Sedangkan dalam hadis, Rasulullah SAW menyebut ulama sebagai pewaris para nabi. Ada banyak predikat yang ulama sandang, di antaranya siraj al-ummah (lampu masyarakat), manar al-bilad (mercusuar negara), qiwan al-ummah (pilar umat), dan manabi’al-hikam (sumber-sumber kebijaksanaan).

Membangun peradaban sesuai perkembangan zaman

Jaringan ulama KUPI Muda memiliki tanggung jawab untuk terus membangun peradaban sesuai perkembangan zaman. Ia tidak kolot dan saklek, kemajuan umat mesti berlandaskan pada fleksibilitas pada kebudayaan, perubahan tuntutan hidup, maupun perkembangan teknologi.

Masyarakat pesantren dan Nahdlatul Ulama (NU) menetapkan kerja-kerja peradaban ini melalui prinsip al-muhafadhah ‘alal qadim al-shalih wal akhdzu bil jadidil ashlah (memelihara yang lama yang masih baik dan mengambil yang baru yang lebih baik). Selain bisa menyesuaikan dengan perkembangan zaman, idiom tersebut juga mengantarkan para pelakunya untuk bisa bersikap tawasuth (moderat) dalam menghadapi segenap persoalan yang terjadi di masyarakat.

Advokasi bagi mereka yang terpinggirkan

Islam bukanlah sebuah tradisi monolitik yang mewajibkankan kepatuhan buta terhadap satu versi interpretasi. Terlebih pada pemahaman keagamaan yang mempromosikan kekerasan dan mereduksi praktiknya menjadi sekadar formalitas belaka.

Berlawanan dengan asumsi itu, ajaran Islam sebenarnya terdiri dari ragam paradigma yang tak terpisahkan dari konteks pembentukannya. Namun, secara pemahaman lebih utuh dan menyeluruh, ajaran Islam justru mendorong pada perjuangan pembebasan, terutama bagi masyarakat marjinal dan terpinggirkan.

Abu Hamid al-Ghazali dalam Ihya Ulum al-Din mengelaborasi pandangannya tentang keadilan yang bersifat sosial. Imam al-Ghazali memprioritaskan diskursusnya untuk menelaah tindakan-tindakan yang berdampak sosial tinggi atau muta’addi. Dalam hal ini, tindakan-tindakan yang berdampak positif secara luas kita katakan jauh lebih utama ketimbang tindakan-tindakan yang berdampak positif bagi individu.

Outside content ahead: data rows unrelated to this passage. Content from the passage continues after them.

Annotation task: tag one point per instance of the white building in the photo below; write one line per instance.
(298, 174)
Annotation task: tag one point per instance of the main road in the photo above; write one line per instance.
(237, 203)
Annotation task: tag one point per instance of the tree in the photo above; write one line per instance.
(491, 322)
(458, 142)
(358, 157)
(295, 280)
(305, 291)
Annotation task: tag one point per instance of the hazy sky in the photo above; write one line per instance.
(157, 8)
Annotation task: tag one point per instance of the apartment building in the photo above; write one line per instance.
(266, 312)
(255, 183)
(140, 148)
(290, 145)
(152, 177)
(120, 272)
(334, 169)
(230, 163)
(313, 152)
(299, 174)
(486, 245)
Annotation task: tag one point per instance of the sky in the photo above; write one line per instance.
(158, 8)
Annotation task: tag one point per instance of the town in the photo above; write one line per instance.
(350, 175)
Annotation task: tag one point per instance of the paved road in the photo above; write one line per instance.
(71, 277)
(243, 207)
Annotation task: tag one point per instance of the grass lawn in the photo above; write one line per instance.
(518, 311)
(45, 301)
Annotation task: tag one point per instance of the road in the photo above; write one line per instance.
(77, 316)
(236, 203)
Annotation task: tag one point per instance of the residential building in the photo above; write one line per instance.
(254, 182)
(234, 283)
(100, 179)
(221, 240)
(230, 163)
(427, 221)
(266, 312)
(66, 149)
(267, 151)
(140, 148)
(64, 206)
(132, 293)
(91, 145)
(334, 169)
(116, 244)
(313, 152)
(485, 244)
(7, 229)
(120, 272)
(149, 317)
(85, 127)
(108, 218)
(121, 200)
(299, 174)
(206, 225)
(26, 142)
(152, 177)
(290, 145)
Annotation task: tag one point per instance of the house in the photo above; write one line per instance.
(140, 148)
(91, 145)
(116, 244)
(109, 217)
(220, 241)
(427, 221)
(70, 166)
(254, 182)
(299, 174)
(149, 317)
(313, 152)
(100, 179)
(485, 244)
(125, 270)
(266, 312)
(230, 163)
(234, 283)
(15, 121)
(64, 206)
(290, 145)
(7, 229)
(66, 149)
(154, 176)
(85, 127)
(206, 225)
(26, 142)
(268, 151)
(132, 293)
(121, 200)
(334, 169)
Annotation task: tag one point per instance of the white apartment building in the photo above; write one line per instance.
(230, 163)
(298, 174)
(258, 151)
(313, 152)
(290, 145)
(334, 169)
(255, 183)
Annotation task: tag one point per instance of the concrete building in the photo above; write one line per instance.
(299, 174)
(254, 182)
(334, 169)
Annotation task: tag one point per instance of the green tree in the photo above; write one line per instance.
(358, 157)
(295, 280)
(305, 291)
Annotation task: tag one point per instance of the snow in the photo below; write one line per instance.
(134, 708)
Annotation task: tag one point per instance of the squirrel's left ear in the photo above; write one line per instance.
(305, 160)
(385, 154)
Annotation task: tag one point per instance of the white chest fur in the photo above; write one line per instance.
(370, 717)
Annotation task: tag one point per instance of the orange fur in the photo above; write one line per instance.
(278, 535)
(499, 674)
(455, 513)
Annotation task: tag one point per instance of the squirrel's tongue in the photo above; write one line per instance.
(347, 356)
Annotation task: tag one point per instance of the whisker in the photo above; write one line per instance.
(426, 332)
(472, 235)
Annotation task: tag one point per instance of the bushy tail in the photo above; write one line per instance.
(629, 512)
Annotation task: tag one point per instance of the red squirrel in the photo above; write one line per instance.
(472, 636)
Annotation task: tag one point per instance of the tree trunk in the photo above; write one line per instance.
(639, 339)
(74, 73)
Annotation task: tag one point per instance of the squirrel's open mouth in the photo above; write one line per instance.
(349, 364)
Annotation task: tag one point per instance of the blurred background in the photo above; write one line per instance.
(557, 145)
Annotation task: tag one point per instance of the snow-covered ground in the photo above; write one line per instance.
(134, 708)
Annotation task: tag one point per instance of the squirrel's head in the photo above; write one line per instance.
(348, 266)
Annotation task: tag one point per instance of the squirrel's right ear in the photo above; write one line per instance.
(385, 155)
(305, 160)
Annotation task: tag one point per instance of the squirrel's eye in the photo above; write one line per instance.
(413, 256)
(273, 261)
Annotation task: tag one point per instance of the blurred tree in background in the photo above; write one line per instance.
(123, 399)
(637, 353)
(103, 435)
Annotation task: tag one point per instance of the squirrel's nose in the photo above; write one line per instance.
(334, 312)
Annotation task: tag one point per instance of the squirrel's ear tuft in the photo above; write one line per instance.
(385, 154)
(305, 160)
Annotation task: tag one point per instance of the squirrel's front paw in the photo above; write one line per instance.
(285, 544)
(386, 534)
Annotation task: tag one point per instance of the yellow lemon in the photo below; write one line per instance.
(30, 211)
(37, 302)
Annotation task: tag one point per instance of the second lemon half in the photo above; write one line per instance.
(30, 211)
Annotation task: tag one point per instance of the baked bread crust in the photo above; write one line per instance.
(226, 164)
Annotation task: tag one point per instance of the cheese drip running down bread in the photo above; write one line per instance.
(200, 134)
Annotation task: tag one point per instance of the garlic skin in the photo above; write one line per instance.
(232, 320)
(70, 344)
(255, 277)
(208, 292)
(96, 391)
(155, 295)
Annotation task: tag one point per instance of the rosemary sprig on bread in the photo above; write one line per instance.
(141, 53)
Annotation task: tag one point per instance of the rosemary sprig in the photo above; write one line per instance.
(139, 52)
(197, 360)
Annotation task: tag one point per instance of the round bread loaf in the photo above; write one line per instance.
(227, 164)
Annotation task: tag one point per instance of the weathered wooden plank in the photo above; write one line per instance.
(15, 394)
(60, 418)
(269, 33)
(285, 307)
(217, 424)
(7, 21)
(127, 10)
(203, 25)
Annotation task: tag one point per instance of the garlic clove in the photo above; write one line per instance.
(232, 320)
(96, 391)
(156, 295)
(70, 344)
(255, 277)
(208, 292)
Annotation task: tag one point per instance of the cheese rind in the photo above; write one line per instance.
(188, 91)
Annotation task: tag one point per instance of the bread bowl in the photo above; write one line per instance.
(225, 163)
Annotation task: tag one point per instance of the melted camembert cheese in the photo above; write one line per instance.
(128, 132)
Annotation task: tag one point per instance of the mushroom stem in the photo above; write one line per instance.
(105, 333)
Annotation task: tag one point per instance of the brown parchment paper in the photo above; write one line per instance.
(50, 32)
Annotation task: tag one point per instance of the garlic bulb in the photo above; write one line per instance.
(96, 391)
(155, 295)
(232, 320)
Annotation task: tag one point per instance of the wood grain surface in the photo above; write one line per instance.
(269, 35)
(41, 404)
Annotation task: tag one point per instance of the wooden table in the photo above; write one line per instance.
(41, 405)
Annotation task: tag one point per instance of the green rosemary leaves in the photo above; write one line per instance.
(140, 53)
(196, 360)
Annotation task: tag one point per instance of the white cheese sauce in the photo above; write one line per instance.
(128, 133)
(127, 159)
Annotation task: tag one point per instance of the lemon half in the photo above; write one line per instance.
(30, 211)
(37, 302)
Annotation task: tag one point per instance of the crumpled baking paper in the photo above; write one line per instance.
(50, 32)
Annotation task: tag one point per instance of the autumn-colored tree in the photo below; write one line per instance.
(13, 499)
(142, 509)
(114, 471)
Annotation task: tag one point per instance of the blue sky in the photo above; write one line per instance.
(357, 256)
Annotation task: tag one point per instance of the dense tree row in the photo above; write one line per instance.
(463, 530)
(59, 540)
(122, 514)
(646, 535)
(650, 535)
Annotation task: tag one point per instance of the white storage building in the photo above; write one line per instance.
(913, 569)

Konsepsi keadilan al-Ghazali menitikberatkan pada perwujudan kesejahteraan sosial sebagai bentuk tertinggi dari keadilan dalam Islam. Dengan demikian, ekspresi keimanan dan keislaman terkait erat dengan tercapainya pembebasan bagi semua orang.

Bergerak, berkarya, berkolaborasi

Ajaran Islam mengenalkan prinsip taawun alias semangat saling tolong-menolong untuk mencapai sebuah kebaikan.

Allah SWT memerintahkan orang-orang yang beriman untuk saling bekerja sama dalam kebaikan. Hal itu tertuang dalam QS. Al-Maidah: 2, yang artinya;

“Tolong-menolonglah kalian dalam (mengerjakan) kebajikan dan takwa, dan jangan tolong-menolong dalam berbuat dosa dan pelanggaran. Dan bertakwalah kamu kepada Allah, sesungguhnya Allah amat berat siksa-Nya.”

Kemanusiaan, kesemestaan, dan menolak ekstremisme

Islam juga mengajarkan tentang sistem persaudaraan yang kuat berdasarkan rasa kemanusiaan. Islam tidak menyarankan jalinan persaudaraan itu hanya terhenti pada kesamaan suku, agama, maupun negara.

Ajaran tentang humanisme ini tergambar dengan jelas melalui pesan-pesan Nabi SAW. Di antaranya; “Wahai manusia, ingatlah, sesungguhnya Tuhanmu adalah satu, dan nenek moyangmu juga satu. Tidak ada kelebihan bangsa Arab terhadap bangsa lain. Tidak ada kelebihan bangsa lain terhadap bangsa Arab. Tidak ada kelebihan orang yang berkulit merah terhadap orang yang berkulit hitam, tidak ada kelebihan orang yang berkulit hitam terhadap yang berkulit merah, kecuali dengan taqwanya..” (HR. Ahmad, al-Baihaqi, dan al-Haitsami).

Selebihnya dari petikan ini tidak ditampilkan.